Let me don my economist's hat for a minute (ugh!) and consider the structure of the e-reading market. First, let's remember that e-readers are bought by people who can afford them, i.e. people with a "comfortable" income, presumably with a steady job and belonging to the cultured middle classes. Second, judging from the spike of e-reader sales at Christmas, a lot of e-readers - perhaps as many as half - are bought as gifts. Presumably (again, nothing is certain) these are gifts for the family, in particular teen-agers. Since teen-agers have generally limited pocket money, one may assume they are the ones buying e-books at the low end of the price range (from $0.99 to $3.99) and possibly downloading free titles.

And this is where (perhaps) the book-reading market might be expanding: for the first time, adolescents everywhere are in full charge of their book purchases. They don't have to go to the bookstore with Mum and Dad to buy books and have their choices dictated by adults. They learn for themselves the pleasure of reading, and hopefully that pleasure will remain with them for the rest of their lives. This might help explain the extraordinary success of Amanda Hocking's paranormal romance titles - clear emulations of Stephanie Meyer's "Twilight" which, as we all know, is currently all the rage with teen-agers. Amanda Hocking's e-books became blockbusters last year and turned her into a millionaire in less than 9 months because in the e-book market there is a vast, new Young Adult audience looking for just this kind of book.

The success of such self-published authors seems to have a lot to do with the price-range at which they reached success (always under $10, but mostly between $0.99 and $3.99). That particular price range seems to be decisive for other highly successful self-published authors, such as Locke and Konrath (whose popular thrillers are actually aimed at older audiences).

All this suggests there's a sea-change in the e-market's price structure. This is caused in turn by a sea-change in the kind of readers coming now to the e-market. And since all readers' markets are connected, the printed book producers - i.e. traditional publishers - would ignore such changes in the e-market at their own risk.

Yes, a SEA-CHANGE! Something like Japan's tsunami, without the terrible loss of human life, naturally...

And remember, readers vote with their dollars, whether they buy an e-book or a paperback!

You know, come to think of it, probably the most intelligent thing about e-books is that famous $0.99 selling price that scares so many people in the publishing industry! There's just been a fascinating tit for tat between two bloggers that specialize in commenting on the publishing industry: Nathan Bransford vs. the Passive Voice. You can get the whole thing by reading HERE, or I'll tell you in a couple of words. The Passive Voice calls that price the most "disruptive" price there is - and of course, Nathan Bransford agrees, indeed he goes one step further: $0.99 is going to kill the publishing industry business. At that price, says Nathan Bransford, you might as well give everything away for free, you can NEVER recover your costs!

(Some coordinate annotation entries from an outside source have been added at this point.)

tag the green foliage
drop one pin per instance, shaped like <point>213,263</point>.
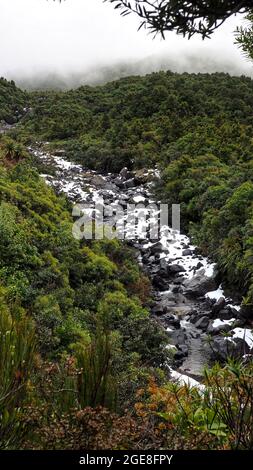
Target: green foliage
<point>12,102</point>
<point>17,345</point>
<point>140,121</point>
<point>185,18</point>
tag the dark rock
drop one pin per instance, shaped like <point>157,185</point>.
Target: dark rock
<point>187,252</point>
<point>227,313</point>
<point>202,323</point>
<point>179,355</point>
<point>246,312</point>
<point>125,173</point>
<point>119,182</point>
<point>160,283</point>
<point>175,268</point>
<point>199,285</point>
<point>172,320</point>
<point>177,337</point>
<point>157,248</point>
<point>158,309</point>
<point>184,349</point>
<point>218,306</point>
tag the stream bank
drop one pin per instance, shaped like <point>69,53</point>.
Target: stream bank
<point>202,324</point>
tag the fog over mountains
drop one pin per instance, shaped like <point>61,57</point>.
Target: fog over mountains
<point>96,75</point>
<point>46,44</point>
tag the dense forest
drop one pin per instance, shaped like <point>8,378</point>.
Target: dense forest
<point>82,361</point>
<point>196,127</point>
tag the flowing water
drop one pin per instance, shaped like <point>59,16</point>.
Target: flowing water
<point>174,253</point>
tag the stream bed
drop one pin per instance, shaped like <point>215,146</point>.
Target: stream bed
<point>202,324</point>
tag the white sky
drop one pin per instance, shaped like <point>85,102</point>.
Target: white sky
<point>45,36</point>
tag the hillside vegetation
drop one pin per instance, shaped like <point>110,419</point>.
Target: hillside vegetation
<point>82,363</point>
<point>197,128</point>
<point>12,102</point>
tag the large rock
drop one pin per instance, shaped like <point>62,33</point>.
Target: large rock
<point>177,337</point>
<point>202,323</point>
<point>145,176</point>
<point>199,284</point>
<point>126,174</point>
<point>175,269</point>
<point>157,248</point>
<point>218,306</point>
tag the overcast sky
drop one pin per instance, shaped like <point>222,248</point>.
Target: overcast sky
<point>77,35</point>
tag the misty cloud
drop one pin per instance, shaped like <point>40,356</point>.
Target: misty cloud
<point>86,41</point>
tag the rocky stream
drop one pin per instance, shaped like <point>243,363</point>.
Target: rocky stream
<point>202,324</point>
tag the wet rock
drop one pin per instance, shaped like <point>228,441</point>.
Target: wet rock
<point>60,153</point>
<point>172,320</point>
<point>179,355</point>
<point>184,349</point>
<point>159,282</point>
<point>227,313</point>
<point>187,252</point>
<point>158,309</point>
<point>129,183</point>
<point>177,337</point>
<point>175,269</point>
<point>222,328</point>
<point>119,182</point>
<point>246,312</point>
<point>199,285</point>
<point>125,173</point>
<point>157,248</point>
<point>144,176</point>
<point>218,306</point>
<point>202,323</point>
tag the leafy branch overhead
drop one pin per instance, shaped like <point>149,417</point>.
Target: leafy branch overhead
<point>184,17</point>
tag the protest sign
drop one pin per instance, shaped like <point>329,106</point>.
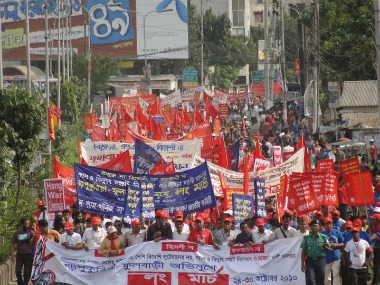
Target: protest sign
<point>54,193</point>
<point>172,263</point>
<point>242,207</point>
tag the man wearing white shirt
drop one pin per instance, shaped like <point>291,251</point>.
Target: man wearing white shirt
<point>93,237</point>
<point>70,239</point>
<point>179,233</point>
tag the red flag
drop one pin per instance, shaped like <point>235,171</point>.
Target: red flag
<point>359,189</point>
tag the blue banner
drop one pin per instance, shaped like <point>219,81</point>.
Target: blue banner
<point>146,157</point>
<point>116,193</point>
<point>110,24</point>
<point>243,206</point>
<point>190,191</point>
<point>235,148</point>
<point>100,191</point>
<point>260,197</point>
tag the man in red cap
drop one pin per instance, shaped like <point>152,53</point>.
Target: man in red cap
<point>357,255</point>
<point>41,213</point>
<point>93,237</point>
<point>338,222</point>
<point>225,236</point>
<point>335,239</point>
<point>179,233</point>
<point>159,230</point>
<point>285,230</point>
<point>199,234</point>
<point>136,235</point>
<point>261,235</point>
<point>376,248</point>
<point>70,239</point>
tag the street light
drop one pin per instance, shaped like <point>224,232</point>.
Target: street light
<point>89,12</point>
<point>144,16</point>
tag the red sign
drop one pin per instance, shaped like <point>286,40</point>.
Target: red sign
<point>149,278</point>
<point>325,165</point>
<point>241,249</point>
<point>179,246</point>
<point>188,278</point>
<point>54,195</point>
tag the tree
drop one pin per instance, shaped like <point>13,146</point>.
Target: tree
<point>23,118</point>
<point>102,68</point>
<point>347,47</point>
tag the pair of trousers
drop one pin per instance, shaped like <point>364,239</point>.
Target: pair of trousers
<point>357,276</point>
<point>315,271</point>
<point>332,273</point>
<point>23,260</point>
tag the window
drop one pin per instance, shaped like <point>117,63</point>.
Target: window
<point>238,9</point>
<point>259,17</point>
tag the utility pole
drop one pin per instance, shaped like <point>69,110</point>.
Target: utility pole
<point>284,110</point>
<point>266,54</point>
<point>377,36</point>
<point>316,67</point>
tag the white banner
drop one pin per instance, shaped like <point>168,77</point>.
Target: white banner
<point>172,263</point>
<point>181,152</point>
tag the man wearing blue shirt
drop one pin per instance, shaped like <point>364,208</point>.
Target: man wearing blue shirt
<point>335,239</point>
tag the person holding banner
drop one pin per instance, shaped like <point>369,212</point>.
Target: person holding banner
<point>357,255</point>
<point>159,230</point>
<point>285,230</point>
<point>199,234</point>
<point>70,239</point>
<point>112,245</point>
<point>93,237</point>
<point>313,257</point>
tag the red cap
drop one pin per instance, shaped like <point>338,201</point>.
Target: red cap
<point>160,214</point>
<point>227,220</point>
<point>69,225</point>
<point>349,225</point>
<point>376,217</point>
<point>357,223</point>
<point>260,222</point>
<point>288,212</point>
<point>198,218</point>
<point>327,220</point>
<point>356,229</point>
<point>135,222</point>
<point>95,221</point>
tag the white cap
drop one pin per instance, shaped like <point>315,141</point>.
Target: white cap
<point>111,229</point>
<point>229,211</point>
<point>377,209</point>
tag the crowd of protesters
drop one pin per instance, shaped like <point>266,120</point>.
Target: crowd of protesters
<point>338,242</point>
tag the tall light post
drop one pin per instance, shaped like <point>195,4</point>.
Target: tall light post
<point>89,64</point>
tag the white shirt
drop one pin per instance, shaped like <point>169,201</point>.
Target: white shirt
<point>183,236</point>
<point>92,238</point>
<point>74,239</point>
<point>132,239</point>
<point>357,251</point>
<point>288,148</point>
<point>259,238</point>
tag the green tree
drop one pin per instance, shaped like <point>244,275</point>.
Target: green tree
<point>23,118</point>
<point>102,68</point>
<point>347,47</point>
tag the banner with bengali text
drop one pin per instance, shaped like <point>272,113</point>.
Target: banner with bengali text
<point>172,263</point>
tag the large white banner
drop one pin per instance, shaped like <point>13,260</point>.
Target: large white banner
<point>181,152</point>
<point>271,175</point>
<point>172,263</point>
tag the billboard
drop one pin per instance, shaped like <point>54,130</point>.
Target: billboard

Well, yes and no. As the Passive Voice points out, this is a reaction that belongs to the traditional book publishers's frame of mind. If you think in terms of $20.00 paper/hardcover books, $0.99 may well look like a big marketing mistake. But this overlooks a very simple fact: a printed book is ALWAYS read by more than one person - and if it happens to be in a library, that book could be lent out 100 times before it falls apart! That, as pointed out by the Passive Voice, works out to about $0.20 a reading!

Because after all, that's what e-books really are: ONE reading each! Even Amazon that allows Kindle readers to lend their books has put limits on it: not more than two weeks and only once! So you can easily imagine that lending e-books is not exactly in the cards...I don't know the numbers, but I'm willing to bet that only a tiny minority takes advantage of that e-lending service. I know that I certainly don't!

PLUS the fact that at $0.99, you are really into the realm of impulse purchases: a lot more people will buy books at that price than at $20.00...

So we are really into ANOTHER world, and something as big as this hadn't happened since Guttenberg's days, 600 years ago!